Em si, o significado destes ditos são muito simples. Tomemos o exemplo de São Francisco. Quando quis fazer-se cavaleiro teve de abandonar sua alma, vender todos os seus bens de comerciante e assumir a alma da nobreza cavalheiresca. Depois, quando sentiu o chamado do Senhor teve de, mais uma vez, desfazer-se de todos os seus bens, abandonar, “odiar”, trocar sua alma de cavaleiro, de filho de Pedro Bernardone, para assumir a disposição, o ânimo, o espírito, a alma do Crucificado, de filho do Pai do Céu. O mesmo diga-se de um plebeu que deseje tornar-se rei. Terá que sacrificar sua mesquinha alma de plebeu substituindo-a pela alma de rei. O solteiro que casa tem de sacrificar sua alma de solteiro para assumir a alma de casado.

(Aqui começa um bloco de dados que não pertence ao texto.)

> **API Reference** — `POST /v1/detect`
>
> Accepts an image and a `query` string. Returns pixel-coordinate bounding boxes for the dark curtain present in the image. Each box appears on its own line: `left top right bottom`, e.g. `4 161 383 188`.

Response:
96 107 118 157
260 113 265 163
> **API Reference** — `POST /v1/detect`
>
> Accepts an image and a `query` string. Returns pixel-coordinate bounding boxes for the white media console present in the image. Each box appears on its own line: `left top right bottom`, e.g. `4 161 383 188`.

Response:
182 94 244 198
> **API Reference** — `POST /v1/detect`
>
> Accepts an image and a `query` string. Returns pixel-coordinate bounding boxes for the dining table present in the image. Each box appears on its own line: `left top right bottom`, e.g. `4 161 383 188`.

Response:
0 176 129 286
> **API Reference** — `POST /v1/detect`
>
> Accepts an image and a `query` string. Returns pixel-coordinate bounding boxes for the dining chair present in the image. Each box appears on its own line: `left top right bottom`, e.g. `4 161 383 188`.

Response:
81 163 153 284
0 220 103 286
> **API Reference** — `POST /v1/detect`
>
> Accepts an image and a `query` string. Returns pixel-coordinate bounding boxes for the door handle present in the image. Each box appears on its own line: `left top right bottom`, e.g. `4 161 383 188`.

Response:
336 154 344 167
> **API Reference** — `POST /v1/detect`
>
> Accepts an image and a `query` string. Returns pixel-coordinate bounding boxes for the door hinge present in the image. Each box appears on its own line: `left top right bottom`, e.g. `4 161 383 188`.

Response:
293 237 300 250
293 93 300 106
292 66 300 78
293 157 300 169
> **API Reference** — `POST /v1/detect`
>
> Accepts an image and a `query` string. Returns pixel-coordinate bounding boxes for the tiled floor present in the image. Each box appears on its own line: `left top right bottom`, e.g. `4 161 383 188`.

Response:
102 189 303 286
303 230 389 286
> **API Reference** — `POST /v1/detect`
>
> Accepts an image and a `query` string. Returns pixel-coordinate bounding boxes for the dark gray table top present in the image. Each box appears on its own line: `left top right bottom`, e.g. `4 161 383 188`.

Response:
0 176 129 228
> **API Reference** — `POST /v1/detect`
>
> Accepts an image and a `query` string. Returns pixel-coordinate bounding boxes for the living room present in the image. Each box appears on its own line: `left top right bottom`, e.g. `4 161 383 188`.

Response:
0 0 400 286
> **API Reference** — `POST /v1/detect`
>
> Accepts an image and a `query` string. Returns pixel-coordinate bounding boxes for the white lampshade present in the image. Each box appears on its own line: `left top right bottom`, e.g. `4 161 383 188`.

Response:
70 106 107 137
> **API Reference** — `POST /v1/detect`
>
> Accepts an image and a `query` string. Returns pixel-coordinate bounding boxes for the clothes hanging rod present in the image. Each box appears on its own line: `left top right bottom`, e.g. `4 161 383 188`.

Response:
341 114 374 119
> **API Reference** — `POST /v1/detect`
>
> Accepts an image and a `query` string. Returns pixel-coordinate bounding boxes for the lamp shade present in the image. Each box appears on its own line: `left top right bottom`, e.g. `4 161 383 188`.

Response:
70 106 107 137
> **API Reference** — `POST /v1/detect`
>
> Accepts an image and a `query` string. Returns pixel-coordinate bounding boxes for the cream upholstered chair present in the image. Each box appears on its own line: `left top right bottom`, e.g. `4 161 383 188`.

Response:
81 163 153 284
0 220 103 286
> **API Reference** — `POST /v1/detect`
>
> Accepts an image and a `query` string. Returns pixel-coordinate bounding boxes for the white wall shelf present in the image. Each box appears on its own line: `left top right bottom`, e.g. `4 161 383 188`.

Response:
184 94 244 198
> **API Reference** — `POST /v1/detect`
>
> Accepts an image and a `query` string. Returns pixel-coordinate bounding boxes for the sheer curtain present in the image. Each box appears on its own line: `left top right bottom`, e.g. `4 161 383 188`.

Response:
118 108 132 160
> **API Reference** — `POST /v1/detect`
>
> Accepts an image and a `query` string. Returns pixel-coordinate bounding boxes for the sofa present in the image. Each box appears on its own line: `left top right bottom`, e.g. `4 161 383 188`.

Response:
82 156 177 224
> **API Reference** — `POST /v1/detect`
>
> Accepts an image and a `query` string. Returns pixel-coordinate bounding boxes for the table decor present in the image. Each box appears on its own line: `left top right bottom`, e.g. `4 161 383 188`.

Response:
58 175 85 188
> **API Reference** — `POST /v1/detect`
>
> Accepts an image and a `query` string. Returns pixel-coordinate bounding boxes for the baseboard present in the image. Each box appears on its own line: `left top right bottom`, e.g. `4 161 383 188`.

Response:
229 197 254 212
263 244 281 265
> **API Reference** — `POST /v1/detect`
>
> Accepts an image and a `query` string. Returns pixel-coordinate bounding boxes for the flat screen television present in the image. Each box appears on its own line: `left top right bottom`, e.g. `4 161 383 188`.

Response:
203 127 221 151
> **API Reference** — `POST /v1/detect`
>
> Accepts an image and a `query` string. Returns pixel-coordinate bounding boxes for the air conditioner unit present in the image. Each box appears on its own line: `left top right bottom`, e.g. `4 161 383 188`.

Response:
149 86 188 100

O mesmo diga-se do secular que deseja a vida de sacerdote ou consagrado. Terá que “odiar” sua alma de secular ou de mundano para ganhar e salvar a alma de sacerdote ou consagrado.

Poder seguir Jesus Cristo é graça custosa, mas também jubilosa; é exercício diário de amor e doação. Por isso diz nosso atual Papa: “Quando caminhamos sem a Cruz, edificamos sem a Cruz ou confessamos um Cristo sem Cruz, não somos discípulos do Senhor: somos mundanos, somos bispos, padres, cardeais, papas, mas não discípulos do Senhor”.